Fortunately for us, we have outstanding national media groups fighting the good fights. (Thank you, News Media Alliance and America’s Newspapers. Thanks also to the Local Media Association for securing initial funding from Facebook and Google to help newspapers with specific projects.)
But how can a community newspaper publisher or editor be relevant in helping to right wrongs?
Keep telling the stories when people — as well as newspapers — are harmed by “content” or actions on social media. Also, don’t assume there’s a general clarity of how much harm exists.
That solid advice comes from Olivier Sylvain, a professor of law at Fordham University in New York. He was a guest on the Sept. 3 installment of the Knight Foundation’s “Future of Democracy” series.
In the approximate 30-minute segment, Sylvain didn’t specifically mention community newspapers. But he noted that if the abuses of social media were to be countered and new standards installed, a major recourse is to “keep telling the stories” when harm occurs.
Harm can come from discrimination, disinformation, racial disparities, bullying, threats and injury. This is by no means a definitive list.
The social media giants benefit from the government granted protection of immunity and need to be called out when they don’t live up to the bargain that requires them to successfully self-police or self-regulate themselves. That can mean simply taking down bad stuff and, better yet, preventing it from seeing the light of a screen.
The brutal fact is that immunity exposes all of us to harm when it occurs, Sylvain said.
That wall of immunity is being chipped away with each new report of harm or abuse of the First Amendment. Consider Facebook’s announcement on the same day of the Knight program that the company will prohibit new political advertisements in the week before the November election.
How long have newspapers had standards in place to safeguard political advertisements? Please excuse the sarcasm.
Slowly, consumers are realizing that more unencumbered “free speech” isn’t necessary all good — even if we all are ardent protectors of the First Amendment. There are unintended consequences, especially when waves of Internet upstarts have as their mission “to change the world.” Just ask publishers whose content is distributed without payment by technology giants.
In the short time allotted by Knight’s Episode19: Unpacking Online Speech, Sylvain and host Sam Gill provided a crisp overview on the history of regulation and the freedom that social media platforms use to operate without pesky “reasonable standards.”
From a newspaper perspective, it was important to hear there’s more acknowledgement that the technology giants abdicate their role in policing content.
I lost track of how many publishers complain that Facebook, Google and Twitter unfairly get away with allowing posts of dangerous and libelous material simply by saying they’re not in the publishing business.
Well, the publishers say, that’s like saying the newspaper is in the business of running a machine called the press.
As a publisher, my response was that if I published some of comments in social media space, I’d be buying lots of vacation homes for libel lawyers. I long for the day that the laws would recognize that not all content on social media is protected.

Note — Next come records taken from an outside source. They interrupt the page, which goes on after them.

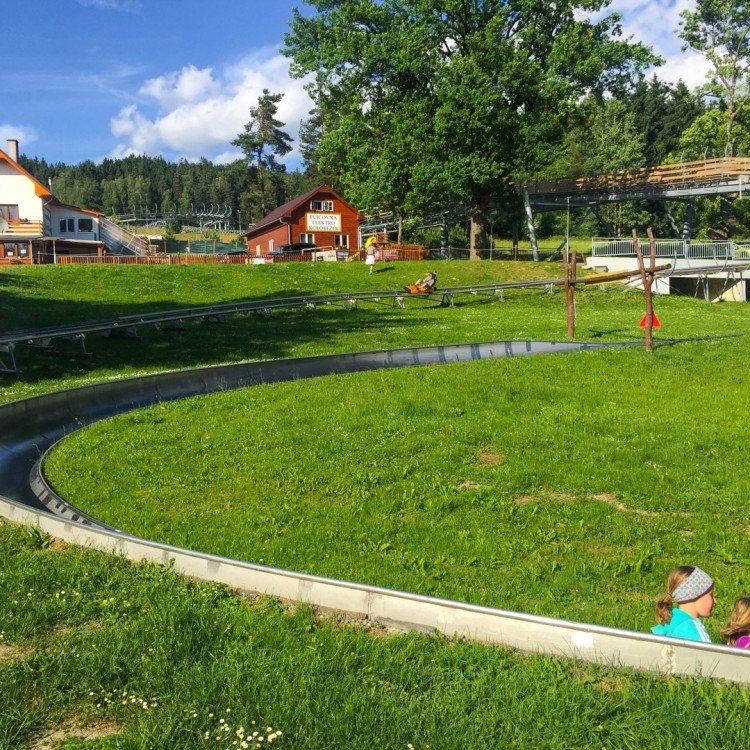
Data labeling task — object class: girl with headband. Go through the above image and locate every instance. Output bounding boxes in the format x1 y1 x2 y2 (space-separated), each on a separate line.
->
651 565 715 642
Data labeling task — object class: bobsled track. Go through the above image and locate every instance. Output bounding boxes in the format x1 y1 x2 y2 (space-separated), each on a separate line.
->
1 339 749 683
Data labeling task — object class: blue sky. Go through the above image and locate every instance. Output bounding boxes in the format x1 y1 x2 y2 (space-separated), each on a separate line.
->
2 0 709 169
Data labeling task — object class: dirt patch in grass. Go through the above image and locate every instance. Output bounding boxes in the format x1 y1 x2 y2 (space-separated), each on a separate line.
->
596 675 629 693
0 643 33 664
47 538 70 552
514 491 679 517
477 451 505 464
457 480 483 490
30 719 122 749
53 621 103 637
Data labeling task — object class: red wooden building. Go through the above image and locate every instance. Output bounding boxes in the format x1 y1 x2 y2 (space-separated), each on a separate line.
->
242 186 361 257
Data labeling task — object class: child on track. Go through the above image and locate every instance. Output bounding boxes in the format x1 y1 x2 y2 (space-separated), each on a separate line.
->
720 596 750 649
651 565 715 642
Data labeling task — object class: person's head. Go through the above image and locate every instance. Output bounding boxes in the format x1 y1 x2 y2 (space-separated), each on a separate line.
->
720 596 750 645
655 565 715 624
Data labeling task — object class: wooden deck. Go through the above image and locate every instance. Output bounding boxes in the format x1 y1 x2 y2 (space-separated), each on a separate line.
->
522 157 750 197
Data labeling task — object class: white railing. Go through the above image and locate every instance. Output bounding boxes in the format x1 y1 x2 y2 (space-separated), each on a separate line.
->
592 238 750 260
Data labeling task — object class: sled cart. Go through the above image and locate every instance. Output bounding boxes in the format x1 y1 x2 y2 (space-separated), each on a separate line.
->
404 271 438 294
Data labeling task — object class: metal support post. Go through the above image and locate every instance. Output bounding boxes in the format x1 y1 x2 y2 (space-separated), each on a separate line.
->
682 197 695 241
0 343 18 374
660 199 682 238
590 206 617 238
440 213 449 259
549 206 592 262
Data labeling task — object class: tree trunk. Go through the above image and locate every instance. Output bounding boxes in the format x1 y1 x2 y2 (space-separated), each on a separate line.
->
468 196 490 260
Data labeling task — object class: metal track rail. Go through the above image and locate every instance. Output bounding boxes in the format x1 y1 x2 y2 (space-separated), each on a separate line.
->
1 340 748 682
4 265 748 348
0 281 559 347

Go ahead and listen to the Sylvain and Gill conversation if you have a spare 30 minutes. Also, follow the links to the professor’s writings, especially his work on liability under the Communications Decency Act.
In the meantime, it would be smart for more newspapers to do exactly what Sylvain suggested: Keep telling the stories about harm.
Imagine if that was the commitment of the more than 8,500 newspapers represented by the press and newspapers associations in North America.
As a related angle, the summer issue of Quill published an article documenting the increased online harassment of journalists. The article quotes a 2018 survey of mostly women journalists and media workers across the globe that “online attacks against journalists have become ‘more sophisticated in nature, more insidious in their damage to the news enterprise and more dangerous for journalists, both online and off.'”
Despite the chaos, Sylvain said he is an optimist. He called 2020 a special moment in time.
“Americans want change,” he said, that’s meaningful.
Newspaper stories documenting harm can help persuade lawmakers and regulators that the disruptive innovators are responsible for damage as they make millions on shiny new products that they apparently can’t totally control.
Don’t leave it to the big-city newspapers.
Community newspapers, tell the stories.
Tom Silvestri is executive director of the Newspaper Association Managers' Relevance Project, which advocates for community newspapers. He retired Dec. 31 after 15 years as the president and publisher of the Richmond (Virginia) Times-Dispatch and 42 years in newspapering.